Tag Archives: 1916

The Law Front Part II

By 1916 more cases dealt with facts which had arisen during war-time, including enemy ships taken as prize, and maritime law problems arising from the declaration of war while a cargo was in transit to Germany, how to treat a company with alien enemy shareholders (Daimler), the legal consequences of a merchant ship being sunk by enemy action, whether a sailor who had been imprisoned in Germany because his (merchant) ship was in a German port at the outbreak of war was entitled to wages during his imprisonment (Horlick v Beal [1916] 1 AC 486], and issues of nationality and internment (Ex parte Weber [1916] 1 AC 421). ‘Normal’ issues continued to dominate, however, including disputes about tax, local government, highway maintenance, labour law and land law.

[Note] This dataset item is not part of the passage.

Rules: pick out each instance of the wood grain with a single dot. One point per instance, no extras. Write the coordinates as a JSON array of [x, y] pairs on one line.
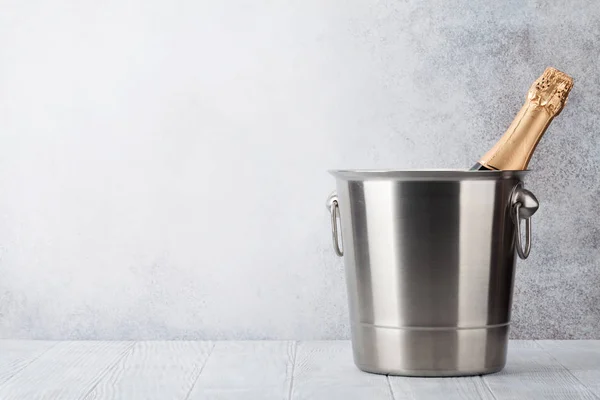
[[580, 357], [532, 373], [17, 354], [154, 370], [246, 370], [325, 370], [467, 388], [67, 371]]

More diverting subject matter included the trade mark of a cat on gin, and whether it was infringed by a ‘puss in boots’ picture on another brand of gin (Boord v Bagotts, Hutton and Co. [1916] 1 AC 382. And there was time in Jones v Jones [1916] 2 AC 481 to decide that imputations of adultery to a schoolmaster, unless connected to his calling, did not amount to slander, unless special damage was shown. This case is notable for a thorough discussion of the history of defamation at common law, and, perhaps, for the judges’ inability to understand just how seriously an imputation of adultery would be taken in the decidedly un-metropolitan North Welsh location of the dispute.